[R-sig-ME] adding a constant to a continuous dataset with zero values- to use the log transformation

Thu Apr 5 00:57:56 CEST 2018

Hi Tony

Thanks for your comments and thoughts,
You raised interesting concepts here that I didn't think about them before. You are right, I may perhaps haven't explained what the objective of this exercise. I assume this is similar to censoring in survival analysis (but with continuous data), showing in which group the injection site volume resolves sooner- by using the volume data. So, the number of zero in a group means that injection site resolved soon. 

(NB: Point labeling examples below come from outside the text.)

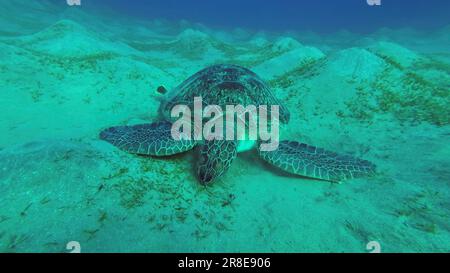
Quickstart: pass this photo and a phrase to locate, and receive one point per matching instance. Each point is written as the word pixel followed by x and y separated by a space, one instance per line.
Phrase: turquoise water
pixel 69 72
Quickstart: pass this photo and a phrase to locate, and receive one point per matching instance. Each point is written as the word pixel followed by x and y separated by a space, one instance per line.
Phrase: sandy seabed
pixel 67 74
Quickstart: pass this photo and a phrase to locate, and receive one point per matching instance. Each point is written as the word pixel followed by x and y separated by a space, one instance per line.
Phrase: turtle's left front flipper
pixel 215 159
pixel 302 159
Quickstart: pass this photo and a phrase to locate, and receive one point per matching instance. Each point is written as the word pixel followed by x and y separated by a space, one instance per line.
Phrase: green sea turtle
pixel 231 85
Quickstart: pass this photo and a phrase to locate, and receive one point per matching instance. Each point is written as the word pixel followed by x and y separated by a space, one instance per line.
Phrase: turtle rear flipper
pixel 302 159
pixel 147 139
pixel 215 159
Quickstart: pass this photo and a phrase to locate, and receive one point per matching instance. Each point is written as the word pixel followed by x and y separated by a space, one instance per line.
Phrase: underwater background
pixel 370 81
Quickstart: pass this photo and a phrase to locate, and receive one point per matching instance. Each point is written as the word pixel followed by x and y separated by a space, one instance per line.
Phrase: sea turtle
pixel 224 85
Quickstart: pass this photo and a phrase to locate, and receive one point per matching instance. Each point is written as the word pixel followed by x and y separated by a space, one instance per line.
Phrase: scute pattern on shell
pixel 224 85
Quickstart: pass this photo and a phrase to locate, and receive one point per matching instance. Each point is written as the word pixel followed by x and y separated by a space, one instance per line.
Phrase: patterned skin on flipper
pixel 302 159
pixel 146 139
pixel 215 158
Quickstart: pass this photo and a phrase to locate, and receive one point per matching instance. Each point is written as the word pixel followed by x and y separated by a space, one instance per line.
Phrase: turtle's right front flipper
pixel 302 159
pixel 147 139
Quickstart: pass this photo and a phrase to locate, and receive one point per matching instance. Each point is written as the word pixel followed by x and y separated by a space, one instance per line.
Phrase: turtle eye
pixel 161 90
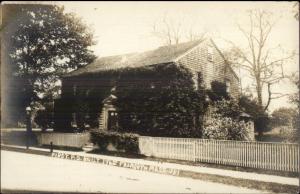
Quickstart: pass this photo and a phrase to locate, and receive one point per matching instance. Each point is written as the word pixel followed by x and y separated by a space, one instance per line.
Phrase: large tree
pixel 263 62
pixel 42 43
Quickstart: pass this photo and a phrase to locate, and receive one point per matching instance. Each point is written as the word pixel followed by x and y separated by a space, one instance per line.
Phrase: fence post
pixel 51 146
pixel 195 142
pixel 153 152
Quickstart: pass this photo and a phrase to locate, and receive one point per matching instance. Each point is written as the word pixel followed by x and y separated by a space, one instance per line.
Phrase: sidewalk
pixel 178 167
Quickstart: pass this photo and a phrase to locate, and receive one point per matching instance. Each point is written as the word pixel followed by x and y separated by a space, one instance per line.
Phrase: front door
pixel 112 120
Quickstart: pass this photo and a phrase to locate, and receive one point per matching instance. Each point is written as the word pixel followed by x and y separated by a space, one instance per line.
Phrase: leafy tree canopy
pixel 44 43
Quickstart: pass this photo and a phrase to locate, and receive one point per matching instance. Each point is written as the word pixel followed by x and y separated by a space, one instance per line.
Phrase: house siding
pixel 214 70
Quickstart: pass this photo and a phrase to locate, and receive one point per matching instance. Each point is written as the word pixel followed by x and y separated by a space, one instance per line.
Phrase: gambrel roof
pixel 161 55
pixel 164 54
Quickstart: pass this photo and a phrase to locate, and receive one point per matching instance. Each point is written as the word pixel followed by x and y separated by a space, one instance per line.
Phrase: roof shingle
pixel 164 54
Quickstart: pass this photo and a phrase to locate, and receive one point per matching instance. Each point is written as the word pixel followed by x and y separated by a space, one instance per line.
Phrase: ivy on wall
pixel 158 100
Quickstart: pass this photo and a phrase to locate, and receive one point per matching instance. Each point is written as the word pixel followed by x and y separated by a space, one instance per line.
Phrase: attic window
pixel 227 83
pixel 210 52
pixel 74 89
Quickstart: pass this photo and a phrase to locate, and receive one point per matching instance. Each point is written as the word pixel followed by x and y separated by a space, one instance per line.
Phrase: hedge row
pixel 127 142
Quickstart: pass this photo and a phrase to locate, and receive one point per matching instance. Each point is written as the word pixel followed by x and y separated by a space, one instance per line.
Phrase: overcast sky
pixel 123 27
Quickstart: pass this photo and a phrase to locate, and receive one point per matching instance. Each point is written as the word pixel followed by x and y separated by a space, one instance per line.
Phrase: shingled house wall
pixel 216 69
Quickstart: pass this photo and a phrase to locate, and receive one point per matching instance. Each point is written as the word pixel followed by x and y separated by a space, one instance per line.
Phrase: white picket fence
pixel 76 140
pixel 271 156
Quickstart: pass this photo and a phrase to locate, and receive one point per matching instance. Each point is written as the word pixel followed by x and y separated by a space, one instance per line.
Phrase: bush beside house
pixel 127 142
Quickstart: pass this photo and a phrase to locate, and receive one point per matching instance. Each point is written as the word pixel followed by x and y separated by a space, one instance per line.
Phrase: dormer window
pixel 210 53
pixel 227 83
pixel 74 89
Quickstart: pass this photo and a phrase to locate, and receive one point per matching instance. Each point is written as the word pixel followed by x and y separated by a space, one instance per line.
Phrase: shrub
pixel 44 116
pixel 225 128
pixel 121 141
pixel 223 122
pixel 218 91
pixel 260 117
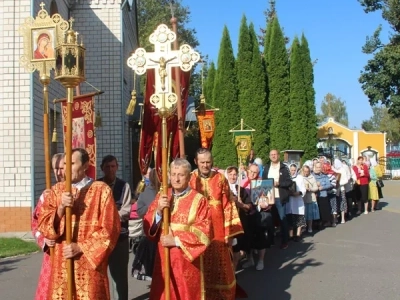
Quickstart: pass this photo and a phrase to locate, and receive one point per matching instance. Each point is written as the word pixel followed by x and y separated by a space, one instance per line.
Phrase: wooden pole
pixel 164 168
pixel 45 80
pixel 68 189
pixel 181 125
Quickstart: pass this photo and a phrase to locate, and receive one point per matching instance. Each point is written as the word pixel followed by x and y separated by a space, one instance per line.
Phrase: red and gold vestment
pixel 190 223
pixel 95 228
pixel 219 274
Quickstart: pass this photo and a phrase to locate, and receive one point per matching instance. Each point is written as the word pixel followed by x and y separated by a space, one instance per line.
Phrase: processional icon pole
pixel 164 100
pixel 41 36
pixel 70 72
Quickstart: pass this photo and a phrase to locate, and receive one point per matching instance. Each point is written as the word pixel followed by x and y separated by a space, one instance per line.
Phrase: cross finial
pixel 71 21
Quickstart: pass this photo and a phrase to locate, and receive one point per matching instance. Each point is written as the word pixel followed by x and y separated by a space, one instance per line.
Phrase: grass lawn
pixel 16 246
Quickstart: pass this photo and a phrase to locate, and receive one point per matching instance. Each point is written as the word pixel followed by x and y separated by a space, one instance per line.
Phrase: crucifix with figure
pixel 162 60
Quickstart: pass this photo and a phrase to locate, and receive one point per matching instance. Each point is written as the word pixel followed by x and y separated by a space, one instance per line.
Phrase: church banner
pixel 243 143
pixel 150 137
pixel 206 121
pixel 83 135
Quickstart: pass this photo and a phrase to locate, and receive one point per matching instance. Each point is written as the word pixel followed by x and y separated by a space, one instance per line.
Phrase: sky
pixel 335 30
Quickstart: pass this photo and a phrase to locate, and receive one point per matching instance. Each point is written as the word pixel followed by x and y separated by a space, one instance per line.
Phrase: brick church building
pixel 109 31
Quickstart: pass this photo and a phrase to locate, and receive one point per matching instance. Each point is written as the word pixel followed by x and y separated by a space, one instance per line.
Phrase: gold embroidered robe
pixel 95 228
pixel 190 222
pixel 219 274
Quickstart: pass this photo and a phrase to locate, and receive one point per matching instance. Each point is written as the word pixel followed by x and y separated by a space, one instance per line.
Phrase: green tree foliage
pixel 225 96
pixel 381 120
pixel 333 106
pixel 255 113
pixel 243 68
pixel 278 85
pixel 298 99
pixel 209 84
pixel 308 73
pixel 380 78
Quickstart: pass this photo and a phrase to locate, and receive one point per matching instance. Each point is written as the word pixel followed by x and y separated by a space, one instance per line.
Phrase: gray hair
pixel 181 162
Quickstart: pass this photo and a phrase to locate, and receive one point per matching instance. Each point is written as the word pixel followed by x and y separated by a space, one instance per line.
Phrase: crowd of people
pixel 215 226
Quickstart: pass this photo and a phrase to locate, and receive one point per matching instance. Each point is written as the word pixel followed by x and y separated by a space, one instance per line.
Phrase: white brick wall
pixel 99 22
pixel 15 116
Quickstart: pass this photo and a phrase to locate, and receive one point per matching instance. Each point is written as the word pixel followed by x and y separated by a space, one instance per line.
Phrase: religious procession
pixel 139 191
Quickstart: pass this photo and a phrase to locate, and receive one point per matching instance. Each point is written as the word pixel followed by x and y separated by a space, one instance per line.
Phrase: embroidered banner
pixel 150 136
pixel 206 121
pixel 83 135
pixel 243 142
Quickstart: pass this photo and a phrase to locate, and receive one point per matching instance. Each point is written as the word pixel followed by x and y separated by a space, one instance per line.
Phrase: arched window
pixel 53 8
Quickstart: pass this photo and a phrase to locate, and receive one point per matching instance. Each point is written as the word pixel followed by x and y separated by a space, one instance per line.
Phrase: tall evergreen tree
pixel 298 99
pixel 256 112
pixel 225 96
pixel 308 74
pixel 243 67
pixel 209 84
pixel 278 85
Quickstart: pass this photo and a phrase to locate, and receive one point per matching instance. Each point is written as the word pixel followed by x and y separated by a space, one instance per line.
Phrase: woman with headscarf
pixel 375 174
pixel 361 187
pixel 310 198
pixel 327 170
pixel 295 207
pixel 343 178
pixel 324 186
pixel 244 206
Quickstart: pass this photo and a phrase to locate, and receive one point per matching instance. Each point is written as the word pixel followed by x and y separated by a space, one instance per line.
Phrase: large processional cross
pixel 162 60
pixel 164 99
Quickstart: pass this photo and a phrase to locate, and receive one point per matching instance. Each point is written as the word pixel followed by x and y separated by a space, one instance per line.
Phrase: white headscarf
pixel 373 162
pixel 337 164
pixel 232 186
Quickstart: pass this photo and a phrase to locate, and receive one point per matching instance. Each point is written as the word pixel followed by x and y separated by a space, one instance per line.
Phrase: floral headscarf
pixel 327 168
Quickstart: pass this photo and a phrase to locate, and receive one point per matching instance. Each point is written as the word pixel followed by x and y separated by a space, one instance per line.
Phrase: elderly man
pixel 119 258
pixel 219 275
pixel 188 238
pixel 95 230
pixel 57 163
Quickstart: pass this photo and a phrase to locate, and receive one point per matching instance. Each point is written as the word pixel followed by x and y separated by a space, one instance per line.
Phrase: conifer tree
pixel 225 97
pixel 209 84
pixel 255 114
pixel 308 74
pixel 278 87
pixel 298 100
pixel 243 67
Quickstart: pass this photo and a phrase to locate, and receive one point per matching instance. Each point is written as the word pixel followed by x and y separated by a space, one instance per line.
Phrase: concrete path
pixel 356 260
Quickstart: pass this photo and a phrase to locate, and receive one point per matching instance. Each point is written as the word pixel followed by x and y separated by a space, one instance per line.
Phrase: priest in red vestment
pixel 219 274
pixel 57 163
pixel 95 230
pixel 189 237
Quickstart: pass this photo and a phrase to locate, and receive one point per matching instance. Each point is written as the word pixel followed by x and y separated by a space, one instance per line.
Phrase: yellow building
pixel 336 139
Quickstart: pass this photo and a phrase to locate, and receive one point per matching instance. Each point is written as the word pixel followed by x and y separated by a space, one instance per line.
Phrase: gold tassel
pixel 97 121
pixel 54 138
pixel 132 104
pixel 140 187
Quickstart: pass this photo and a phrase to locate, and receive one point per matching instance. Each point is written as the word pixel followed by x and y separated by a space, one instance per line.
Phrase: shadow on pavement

Re aggregation vs. hierarchical approaches, as you pointed out I have 25/group (75 total) with 10-13 observations for each participant.
So, I am not sure to consider this as small or big sample size (or data points) to make a decision about one of these objections. I assume I can run both and see the difference, as you suggested.

Thanks again!
Ahmad

-----Original Message-----
From: Anthony R. Ives <arives at wisc.edu> 
Sent: Wednesday, 4 April 2018 7:28 PM
To: Ahmad <ahmadr215 at tpg.com.au>
Cc: 'r-sig-mixed-models' <r-sig-mixed-models at r-project.org>
Subject: Re: [R-sig-ME] adding a constant to a continuous dataset with zero values- to use the log transformation

Ahmad,

I committed the sin of answering your question before understanding your question. Sorry. My answer now is completely different.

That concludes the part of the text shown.